Rabbit went to the Snake that lived on the upper bend of the river. "I am a very strong Rabbit," he told the Snake. "I bet I can pull you right out of the water."

"I bet you can't!" said the Snake, who was very strong indeed.

"I will go get a grape vine," said Rabbit. "You will pull one end and I will pull the other. "If I pull you out of the water, I win the contest. If you pull me into the water, then I win."

The Snake on the upper bend agreed. Then Rabbit went to the Snake on the lower bend and made the same deal. He told both Snakes that he would be standing out of sight on top of the river bank and would give a whoop when he was in place and ready to start the contest. Both Snakes were pleased with the arrangement. They were sure they would win against such a feeble little Rabbit.

Rabbit took a long grape vine and strung it across the wide bend in the river. He handed one end to the first Snake and the other end to the second Snake. Then he gave a loud whoop from the middle of the river bank and the two Snakes started tugging and pulling with all their might.

"That Rabbit is really strong," thought the Snake on the upper bank. He would tug and tug and the vine would come a little closer to him and then he would nearly be pulled out of the water.

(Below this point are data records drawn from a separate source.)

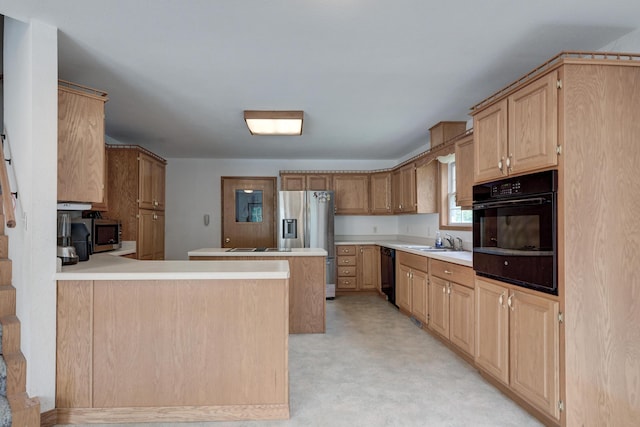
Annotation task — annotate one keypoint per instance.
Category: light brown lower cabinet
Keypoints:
(451, 304)
(412, 284)
(190, 350)
(358, 268)
(517, 342)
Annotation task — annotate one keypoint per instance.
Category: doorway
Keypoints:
(248, 212)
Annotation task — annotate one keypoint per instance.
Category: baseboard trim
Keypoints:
(49, 418)
(171, 414)
(539, 415)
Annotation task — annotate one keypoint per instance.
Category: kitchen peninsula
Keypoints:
(307, 284)
(170, 341)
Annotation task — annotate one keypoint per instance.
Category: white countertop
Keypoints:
(457, 257)
(107, 267)
(276, 253)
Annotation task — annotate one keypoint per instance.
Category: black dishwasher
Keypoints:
(388, 273)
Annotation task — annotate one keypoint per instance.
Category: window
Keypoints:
(451, 215)
(457, 216)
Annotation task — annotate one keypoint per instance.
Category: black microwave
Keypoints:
(515, 230)
(105, 234)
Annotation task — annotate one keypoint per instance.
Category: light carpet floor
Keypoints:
(374, 367)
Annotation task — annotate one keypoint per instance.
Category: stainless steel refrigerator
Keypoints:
(305, 220)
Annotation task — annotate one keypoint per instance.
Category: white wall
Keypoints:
(628, 43)
(31, 125)
(193, 190)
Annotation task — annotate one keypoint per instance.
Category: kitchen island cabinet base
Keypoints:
(307, 288)
(172, 350)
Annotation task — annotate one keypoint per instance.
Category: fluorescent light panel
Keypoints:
(274, 122)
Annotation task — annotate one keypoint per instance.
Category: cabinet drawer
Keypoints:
(345, 250)
(347, 260)
(347, 271)
(452, 272)
(347, 283)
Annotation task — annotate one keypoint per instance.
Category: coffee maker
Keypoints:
(66, 250)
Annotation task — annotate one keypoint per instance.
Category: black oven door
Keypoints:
(514, 240)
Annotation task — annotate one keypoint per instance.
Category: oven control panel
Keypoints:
(506, 188)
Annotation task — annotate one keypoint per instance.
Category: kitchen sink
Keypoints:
(425, 248)
(258, 250)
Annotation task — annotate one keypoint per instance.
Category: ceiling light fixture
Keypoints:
(274, 122)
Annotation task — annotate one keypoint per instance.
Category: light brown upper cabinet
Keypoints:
(403, 189)
(152, 182)
(81, 156)
(351, 194)
(464, 172)
(301, 182)
(136, 197)
(380, 197)
(519, 133)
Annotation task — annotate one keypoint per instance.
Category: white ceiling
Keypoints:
(371, 75)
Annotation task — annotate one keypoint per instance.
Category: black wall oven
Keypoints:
(514, 230)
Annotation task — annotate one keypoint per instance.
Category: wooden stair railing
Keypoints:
(25, 411)
(7, 200)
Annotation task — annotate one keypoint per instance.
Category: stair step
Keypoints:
(7, 300)
(4, 246)
(5, 271)
(25, 411)
(10, 334)
(16, 373)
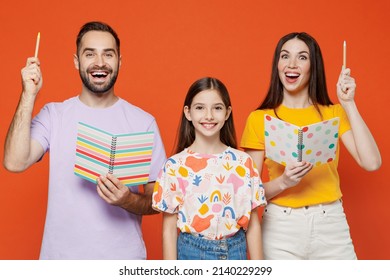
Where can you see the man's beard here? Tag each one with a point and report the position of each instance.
(98, 89)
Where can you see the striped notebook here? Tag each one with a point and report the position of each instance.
(126, 156)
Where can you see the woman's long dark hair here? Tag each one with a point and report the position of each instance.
(186, 132)
(318, 92)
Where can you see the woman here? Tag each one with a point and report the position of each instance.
(304, 218)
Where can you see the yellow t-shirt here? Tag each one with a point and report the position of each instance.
(321, 184)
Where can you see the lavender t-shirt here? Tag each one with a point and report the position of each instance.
(79, 224)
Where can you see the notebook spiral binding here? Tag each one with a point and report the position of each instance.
(300, 145)
(112, 155)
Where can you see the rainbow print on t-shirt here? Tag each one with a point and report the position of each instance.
(315, 143)
(126, 156)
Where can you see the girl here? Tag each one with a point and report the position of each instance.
(305, 217)
(209, 190)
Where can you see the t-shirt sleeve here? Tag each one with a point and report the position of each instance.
(253, 134)
(40, 128)
(158, 153)
(167, 194)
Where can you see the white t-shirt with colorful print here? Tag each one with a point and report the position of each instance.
(213, 195)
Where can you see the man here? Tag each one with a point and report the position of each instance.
(84, 220)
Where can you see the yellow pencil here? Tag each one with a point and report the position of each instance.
(344, 55)
(37, 44)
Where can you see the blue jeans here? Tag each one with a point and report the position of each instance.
(190, 247)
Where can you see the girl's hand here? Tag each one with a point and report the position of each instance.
(346, 87)
(293, 174)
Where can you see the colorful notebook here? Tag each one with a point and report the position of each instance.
(315, 143)
(126, 156)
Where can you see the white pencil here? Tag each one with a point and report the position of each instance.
(344, 55)
(37, 44)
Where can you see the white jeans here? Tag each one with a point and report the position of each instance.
(318, 232)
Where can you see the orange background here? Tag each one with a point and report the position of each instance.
(166, 45)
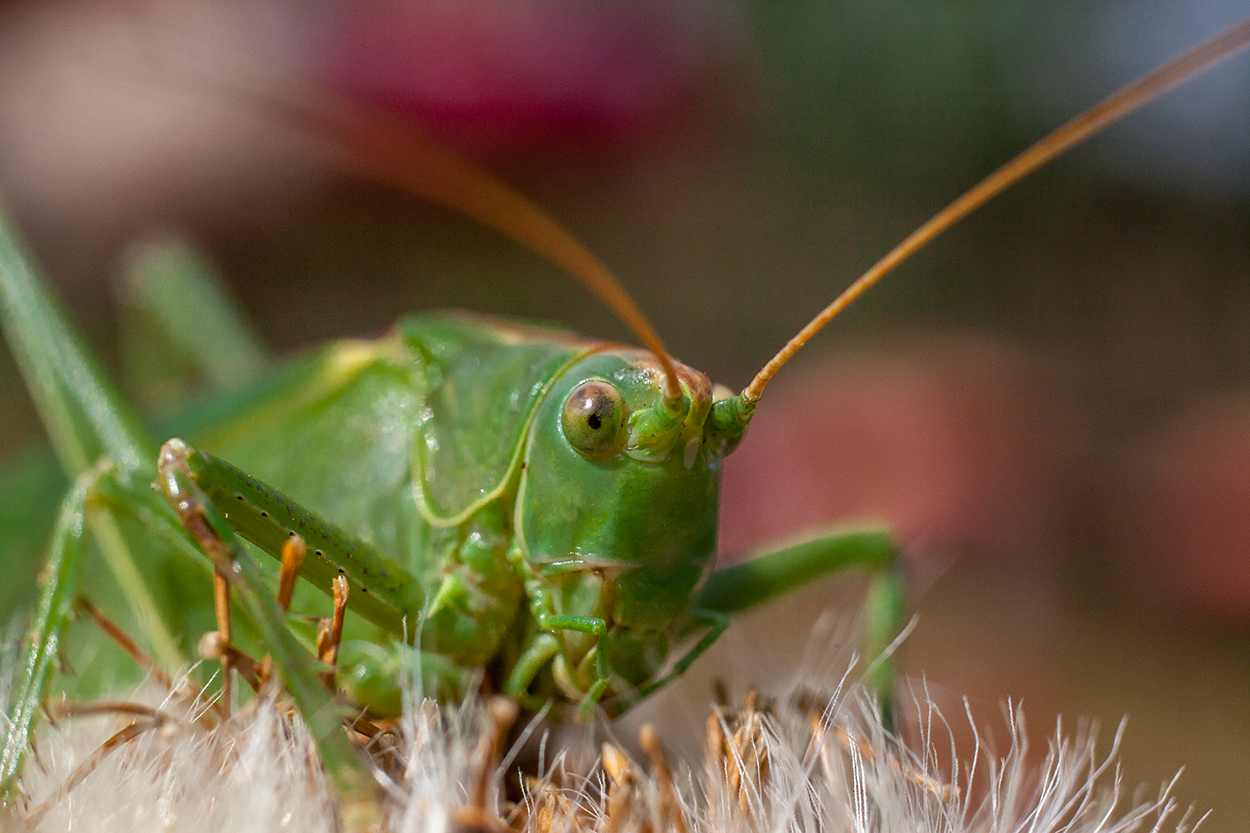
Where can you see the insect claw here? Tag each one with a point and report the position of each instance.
(329, 631)
(293, 558)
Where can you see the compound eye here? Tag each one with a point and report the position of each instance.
(591, 418)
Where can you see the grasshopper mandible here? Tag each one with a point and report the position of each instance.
(566, 557)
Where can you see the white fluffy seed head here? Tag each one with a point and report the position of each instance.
(789, 763)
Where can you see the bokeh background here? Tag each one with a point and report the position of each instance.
(1051, 404)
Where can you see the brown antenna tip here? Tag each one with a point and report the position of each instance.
(1201, 58)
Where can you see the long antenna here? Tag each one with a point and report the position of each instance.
(1203, 56)
(395, 154)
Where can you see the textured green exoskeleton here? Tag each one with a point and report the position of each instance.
(509, 507)
(504, 500)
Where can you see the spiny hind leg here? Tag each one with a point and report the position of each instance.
(784, 569)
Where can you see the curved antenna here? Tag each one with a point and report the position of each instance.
(1203, 56)
(391, 153)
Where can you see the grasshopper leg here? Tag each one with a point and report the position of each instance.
(771, 574)
(295, 666)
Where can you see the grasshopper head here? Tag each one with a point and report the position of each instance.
(618, 505)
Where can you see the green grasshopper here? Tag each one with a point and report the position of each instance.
(493, 503)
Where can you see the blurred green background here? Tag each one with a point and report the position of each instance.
(789, 146)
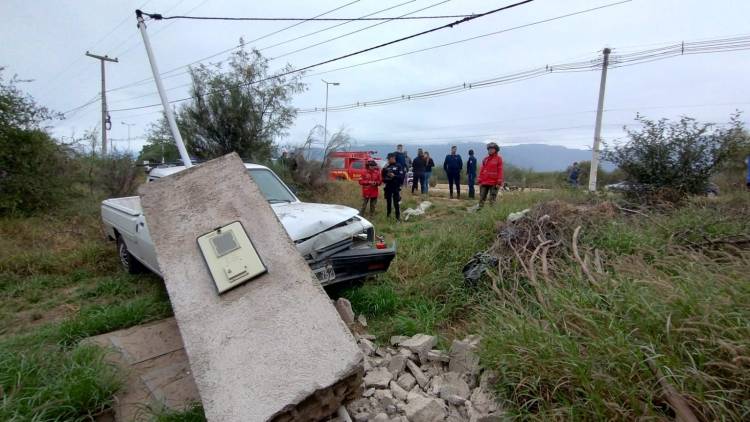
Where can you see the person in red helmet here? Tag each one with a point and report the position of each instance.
(370, 181)
(491, 174)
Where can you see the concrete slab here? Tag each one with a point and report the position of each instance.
(159, 377)
(272, 349)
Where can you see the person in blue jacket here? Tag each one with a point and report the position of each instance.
(471, 172)
(452, 166)
(393, 176)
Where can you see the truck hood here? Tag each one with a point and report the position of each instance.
(302, 220)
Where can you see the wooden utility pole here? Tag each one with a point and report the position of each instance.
(105, 114)
(598, 129)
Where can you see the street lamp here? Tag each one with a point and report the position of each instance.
(325, 124)
(129, 125)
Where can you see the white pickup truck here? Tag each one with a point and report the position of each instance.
(338, 244)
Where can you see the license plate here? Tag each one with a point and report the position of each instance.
(325, 274)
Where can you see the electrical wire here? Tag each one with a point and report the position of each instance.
(157, 16)
(146, 80)
(646, 56)
(354, 32)
(355, 53)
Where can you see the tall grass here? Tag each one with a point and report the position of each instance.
(667, 295)
(59, 283)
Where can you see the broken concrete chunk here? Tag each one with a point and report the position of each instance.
(420, 344)
(396, 365)
(362, 320)
(345, 310)
(395, 340)
(425, 409)
(381, 417)
(483, 406)
(378, 378)
(406, 381)
(463, 357)
(421, 378)
(397, 391)
(450, 384)
(438, 356)
(367, 347)
(257, 352)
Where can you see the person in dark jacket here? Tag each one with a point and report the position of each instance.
(393, 176)
(427, 171)
(418, 168)
(575, 171)
(452, 166)
(471, 172)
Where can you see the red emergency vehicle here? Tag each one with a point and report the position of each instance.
(349, 165)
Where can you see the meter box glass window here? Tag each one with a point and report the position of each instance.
(230, 256)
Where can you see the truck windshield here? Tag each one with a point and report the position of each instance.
(273, 189)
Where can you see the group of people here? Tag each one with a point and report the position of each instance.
(394, 175)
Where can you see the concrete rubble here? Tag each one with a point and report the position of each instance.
(413, 382)
(273, 348)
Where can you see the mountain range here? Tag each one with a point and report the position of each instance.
(538, 157)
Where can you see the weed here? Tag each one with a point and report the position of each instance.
(49, 384)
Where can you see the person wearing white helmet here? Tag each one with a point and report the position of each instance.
(491, 174)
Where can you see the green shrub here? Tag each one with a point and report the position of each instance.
(35, 172)
(668, 160)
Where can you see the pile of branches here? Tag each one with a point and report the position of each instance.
(539, 247)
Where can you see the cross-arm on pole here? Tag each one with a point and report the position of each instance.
(162, 93)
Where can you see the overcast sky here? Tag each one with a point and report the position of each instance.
(45, 40)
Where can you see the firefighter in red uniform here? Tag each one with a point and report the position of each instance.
(370, 181)
(491, 174)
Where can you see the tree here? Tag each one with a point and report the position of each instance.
(17, 109)
(239, 110)
(160, 146)
(679, 157)
(35, 171)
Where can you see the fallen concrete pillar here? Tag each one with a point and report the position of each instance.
(273, 348)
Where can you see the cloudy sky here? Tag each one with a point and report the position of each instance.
(45, 41)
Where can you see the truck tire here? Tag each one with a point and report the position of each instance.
(127, 260)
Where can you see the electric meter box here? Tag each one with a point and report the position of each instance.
(230, 256)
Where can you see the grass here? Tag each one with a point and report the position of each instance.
(60, 282)
(582, 355)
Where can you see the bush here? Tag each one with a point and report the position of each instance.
(676, 158)
(35, 172)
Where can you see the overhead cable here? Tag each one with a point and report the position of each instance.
(145, 80)
(408, 37)
(567, 15)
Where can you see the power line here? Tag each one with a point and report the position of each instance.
(401, 54)
(156, 16)
(685, 48)
(145, 80)
(408, 37)
(355, 32)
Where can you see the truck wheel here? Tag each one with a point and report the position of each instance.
(127, 260)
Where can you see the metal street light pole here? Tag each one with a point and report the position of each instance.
(129, 125)
(325, 122)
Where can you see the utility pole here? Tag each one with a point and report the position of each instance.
(129, 125)
(598, 128)
(162, 93)
(105, 114)
(325, 123)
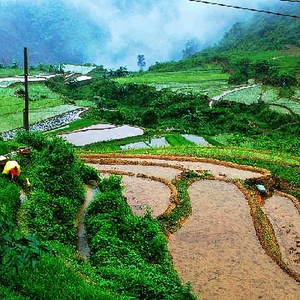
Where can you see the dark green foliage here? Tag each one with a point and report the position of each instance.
(57, 187)
(7, 293)
(7, 147)
(32, 139)
(52, 218)
(130, 249)
(9, 198)
(88, 173)
(54, 278)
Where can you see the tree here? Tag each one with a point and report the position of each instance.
(191, 47)
(141, 62)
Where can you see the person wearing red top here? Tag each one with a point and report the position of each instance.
(13, 173)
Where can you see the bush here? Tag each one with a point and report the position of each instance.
(130, 252)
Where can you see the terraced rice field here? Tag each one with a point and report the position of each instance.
(218, 248)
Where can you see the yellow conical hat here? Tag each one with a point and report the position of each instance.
(10, 165)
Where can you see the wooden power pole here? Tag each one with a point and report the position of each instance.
(26, 109)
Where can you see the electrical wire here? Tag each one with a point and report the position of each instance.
(246, 8)
(293, 1)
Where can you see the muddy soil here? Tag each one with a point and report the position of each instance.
(285, 220)
(141, 193)
(218, 251)
(216, 170)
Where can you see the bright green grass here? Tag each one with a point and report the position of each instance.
(14, 72)
(44, 104)
(78, 124)
(182, 76)
(178, 140)
(15, 120)
(246, 96)
(85, 103)
(281, 110)
(210, 88)
(269, 95)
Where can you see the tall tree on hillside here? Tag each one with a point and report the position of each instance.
(191, 47)
(141, 62)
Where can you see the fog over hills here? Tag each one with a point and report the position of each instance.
(112, 32)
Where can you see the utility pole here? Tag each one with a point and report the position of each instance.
(26, 109)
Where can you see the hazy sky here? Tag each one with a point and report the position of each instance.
(159, 29)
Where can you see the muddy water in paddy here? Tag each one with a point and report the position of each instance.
(285, 220)
(141, 193)
(216, 170)
(82, 244)
(218, 251)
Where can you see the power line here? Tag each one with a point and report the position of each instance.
(247, 8)
(293, 1)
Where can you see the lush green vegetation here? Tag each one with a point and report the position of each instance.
(129, 248)
(43, 104)
(129, 255)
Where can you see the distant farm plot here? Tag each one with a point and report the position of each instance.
(170, 77)
(210, 82)
(43, 104)
(268, 95)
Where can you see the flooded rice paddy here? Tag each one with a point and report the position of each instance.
(87, 136)
(285, 220)
(217, 249)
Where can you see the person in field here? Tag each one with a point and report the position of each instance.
(12, 170)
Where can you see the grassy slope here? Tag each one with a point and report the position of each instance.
(44, 104)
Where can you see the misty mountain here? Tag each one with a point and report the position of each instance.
(110, 32)
(47, 32)
(264, 32)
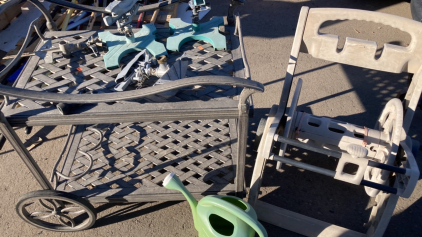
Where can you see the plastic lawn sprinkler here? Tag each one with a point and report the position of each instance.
(219, 216)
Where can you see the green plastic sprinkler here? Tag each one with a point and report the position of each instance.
(219, 216)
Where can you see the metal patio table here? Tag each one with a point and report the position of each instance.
(121, 151)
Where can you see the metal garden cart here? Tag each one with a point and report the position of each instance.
(121, 145)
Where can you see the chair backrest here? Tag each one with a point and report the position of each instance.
(359, 52)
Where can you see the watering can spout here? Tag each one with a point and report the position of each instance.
(173, 182)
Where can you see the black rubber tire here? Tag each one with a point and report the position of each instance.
(59, 197)
(416, 9)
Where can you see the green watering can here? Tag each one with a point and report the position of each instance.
(219, 216)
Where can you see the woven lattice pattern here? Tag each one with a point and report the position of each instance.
(134, 158)
(141, 155)
(84, 72)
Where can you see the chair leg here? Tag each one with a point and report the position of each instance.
(256, 181)
(381, 213)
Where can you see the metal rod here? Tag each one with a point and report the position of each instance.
(381, 187)
(387, 167)
(23, 153)
(335, 154)
(331, 173)
(304, 165)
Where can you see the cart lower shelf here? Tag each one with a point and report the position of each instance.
(134, 158)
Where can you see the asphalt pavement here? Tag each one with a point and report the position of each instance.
(346, 93)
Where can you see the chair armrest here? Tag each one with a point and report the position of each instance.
(128, 95)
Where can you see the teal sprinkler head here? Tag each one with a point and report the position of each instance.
(219, 216)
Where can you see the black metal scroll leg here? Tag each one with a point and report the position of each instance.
(23, 153)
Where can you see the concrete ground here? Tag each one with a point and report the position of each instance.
(346, 93)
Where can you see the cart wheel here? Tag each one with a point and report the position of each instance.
(56, 211)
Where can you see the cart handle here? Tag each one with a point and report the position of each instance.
(128, 95)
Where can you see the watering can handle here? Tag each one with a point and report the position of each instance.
(259, 229)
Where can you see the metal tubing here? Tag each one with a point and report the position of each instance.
(51, 25)
(303, 165)
(23, 153)
(128, 95)
(387, 167)
(335, 154)
(330, 173)
(381, 187)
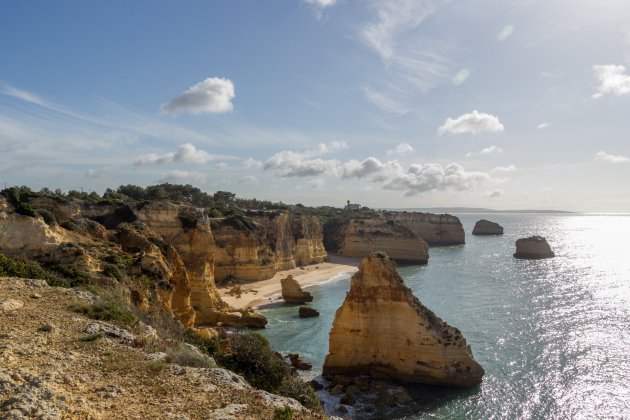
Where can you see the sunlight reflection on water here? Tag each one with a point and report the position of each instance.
(553, 335)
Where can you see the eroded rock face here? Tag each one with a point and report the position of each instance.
(292, 291)
(275, 241)
(486, 227)
(362, 236)
(383, 330)
(533, 248)
(435, 229)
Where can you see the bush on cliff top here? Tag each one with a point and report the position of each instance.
(251, 356)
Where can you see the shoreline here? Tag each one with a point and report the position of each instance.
(257, 293)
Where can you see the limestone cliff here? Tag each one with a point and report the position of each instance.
(256, 248)
(435, 229)
(383, 330)
(359, 237)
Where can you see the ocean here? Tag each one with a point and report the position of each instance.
(553, 335)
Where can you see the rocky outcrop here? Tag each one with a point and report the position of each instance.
(359, 237)
(307, 312)
(257, 247)
(533, 248)
(486, 227)
(383, 330)
(292, 291)
(435, 229)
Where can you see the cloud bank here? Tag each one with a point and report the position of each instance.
(607, 157)
(612, 79)
(474, 122)
(187, 153)
(213, 95)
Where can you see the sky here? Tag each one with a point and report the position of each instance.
(391, 104)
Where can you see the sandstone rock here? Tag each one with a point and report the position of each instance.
(533, 248)
(486, 227)
(360, 237)
(383, 330)
(347, 399)
(108, 329)
(292, 291)
(298, 363)
(308, 312)
(10, 305)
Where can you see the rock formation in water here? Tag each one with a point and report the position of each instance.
(435, 229)
(266, 242)
(383, 330)
(307, 312)
(486, 227)
(359, 237)
(292, 291)
(533, 248)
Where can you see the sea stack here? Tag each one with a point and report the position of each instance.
(383, 330)
(486, 227)
(533, 248)
(292, 291)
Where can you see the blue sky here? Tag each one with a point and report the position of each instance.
(397, 103)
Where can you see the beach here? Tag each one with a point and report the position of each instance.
(255, 293)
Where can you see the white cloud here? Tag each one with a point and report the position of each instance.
(421, 178)
(494, 193)
(401, 149)
(510, 168)
(250, 179)
(612, 79)
(486, 151)
(417, 179)
(371, 169)
(97, 173)
(505, 33)
(606, 157)
(23, 95)
(474, 122)
(383, 102)
(186, 153)
(252, 164)
(317, 184)
(183, 176)
(308, 163)
(213, 95)
(320, 5)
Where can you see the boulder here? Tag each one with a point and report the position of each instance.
(486, 227)
(292, 291)
(533, 248)
(298, 363)
(308, 312)
(384, 331)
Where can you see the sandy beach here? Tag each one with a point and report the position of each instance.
(261, 292)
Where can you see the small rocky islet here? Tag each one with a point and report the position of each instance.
(169, 256)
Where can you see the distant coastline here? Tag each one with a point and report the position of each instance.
(477, 210)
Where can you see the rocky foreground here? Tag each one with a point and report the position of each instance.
(56, 363)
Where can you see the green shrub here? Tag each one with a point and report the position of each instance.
(111, 270)
(285, 413)
(106, 311)
(48, 216)
(252, 357)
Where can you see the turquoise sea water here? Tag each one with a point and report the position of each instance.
(553, 335)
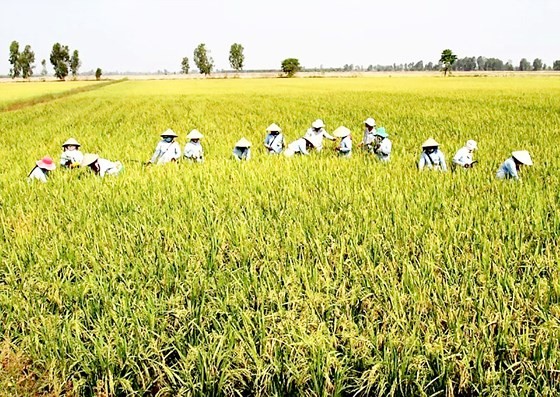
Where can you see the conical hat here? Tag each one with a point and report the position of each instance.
(341, 132)
(273, 127)
(169, 132)
(46, 163)
(243, 143)
(523, 157)
(195, 134)
(430, 143)
(71, 142)
(89, 158)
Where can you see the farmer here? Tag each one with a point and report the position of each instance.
(101, 166)
(300, 146)
(510, 168)
(369, 135)
(167, 149)
(42, 169)
(274, 141)
(464, 156)
(432, 158)
(71, 154)
(382, 145)
(242, 150)
(344, 148)
(316, 133)
(193, 148)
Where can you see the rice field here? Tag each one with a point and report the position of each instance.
(313, 276)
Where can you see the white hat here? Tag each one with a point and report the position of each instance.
(431, 142)
(471, 145)
(195, 134)
(273, 127)
(341, 132)
(89, 158)
(318, 124)
(523, 157)
(71, 142)
(169, 132)
(243, 143)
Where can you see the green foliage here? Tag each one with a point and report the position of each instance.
(447, 60)
(185, 65)
(60, 58)
(75, 63)
(290, 66)
(202, 61)
(236, 57)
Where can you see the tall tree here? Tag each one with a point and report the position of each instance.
(203, 62)
(15, 70)
(537, 64)
(26, 61)
(447, 60)
(60, 57)
(185, 65)
(75, 63)
(236, 57)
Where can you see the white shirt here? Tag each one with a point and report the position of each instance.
(72, 156)
(435, 160)
(241, 153)
(166, 151)
(463, 157)
(193, 150)
(383, 152)
(507, 170)
(38, 174)
(345, 147)
(274, 143)
(109, 167)
(316, 138)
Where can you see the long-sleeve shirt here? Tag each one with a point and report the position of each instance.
(383, 152)
(193, 151)
(165, 152)
(463, 157)
(274, 143)
(316, 138)
(72, 156)
(109, 167)
(507, 170)
(345, 147)
(241, 153)
(435, 160)
(37, 174)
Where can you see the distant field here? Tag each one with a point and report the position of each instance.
(304, 276)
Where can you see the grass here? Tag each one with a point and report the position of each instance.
(313, 276)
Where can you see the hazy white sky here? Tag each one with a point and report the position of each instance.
(149, 35)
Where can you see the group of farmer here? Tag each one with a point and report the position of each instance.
(375, 141)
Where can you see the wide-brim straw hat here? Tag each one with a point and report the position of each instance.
(318, 124)
(243, 143)
(273, 128)
(341, 132)
(471, 145)
(195, 134)
(71, 142)
(89, 158)
(523, 157)
(169, 132)
(431, 142)
(46, 163)
(381, 132)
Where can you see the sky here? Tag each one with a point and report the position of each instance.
(148, 35)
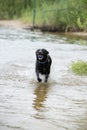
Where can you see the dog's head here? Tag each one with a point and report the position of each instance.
(41, 54)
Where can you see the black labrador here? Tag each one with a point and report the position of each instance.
(43, 64)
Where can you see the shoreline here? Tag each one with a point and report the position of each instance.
(19, 24)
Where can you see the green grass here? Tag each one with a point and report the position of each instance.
(79, 67)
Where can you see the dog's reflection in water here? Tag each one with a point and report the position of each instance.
(41, 95)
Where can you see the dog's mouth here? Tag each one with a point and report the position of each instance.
(40, 57)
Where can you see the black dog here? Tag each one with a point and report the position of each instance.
(43, 64)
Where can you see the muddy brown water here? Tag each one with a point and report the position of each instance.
(60, 104)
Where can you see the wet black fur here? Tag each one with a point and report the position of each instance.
(43, 65)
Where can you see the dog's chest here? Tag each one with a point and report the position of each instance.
(42, 68)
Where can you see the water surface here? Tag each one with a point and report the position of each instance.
(60, 104)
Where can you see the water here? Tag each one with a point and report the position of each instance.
(60, 104)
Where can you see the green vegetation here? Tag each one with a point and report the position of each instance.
(63, 15)
(79, 67)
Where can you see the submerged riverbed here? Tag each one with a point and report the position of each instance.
(60, 104)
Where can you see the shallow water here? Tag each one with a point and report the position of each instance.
(60, 104)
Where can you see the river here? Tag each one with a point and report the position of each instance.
(25, 104)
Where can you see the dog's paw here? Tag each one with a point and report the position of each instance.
(39, 80)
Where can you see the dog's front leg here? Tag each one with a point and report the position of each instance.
(38, 78)
(46, 77)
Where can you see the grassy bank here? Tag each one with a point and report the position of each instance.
(51, 15)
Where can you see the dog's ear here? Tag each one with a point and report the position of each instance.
(45, 51)
(37, 52)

"My, Rabbit is much stronger than he appears," thought the Snake on the lower bank after he was almost hurled out of the water by an extra strong pull from up the river.

Rabbit sat on the bank above both Snakes and laughed and laughed. The Snakes heard him laughing and realized that they had been fooled. Letting go of the rope, they swam to the middle of the bend and met each other for the first time.

Both Snakes were angry with Rabbit for making them look foolish. They agreed that Rabbit could no longer drink from his favorite place on the river bend where they lived. In spite of his protests, they sent Rabbit away and would not let him come down to the riverbank anymore. So whenever Rabbit grew thirsty, he had to turn himself into a faun in order to get a drink from the river.

After that, Rabbit decided not to play any more jokes on Snakes.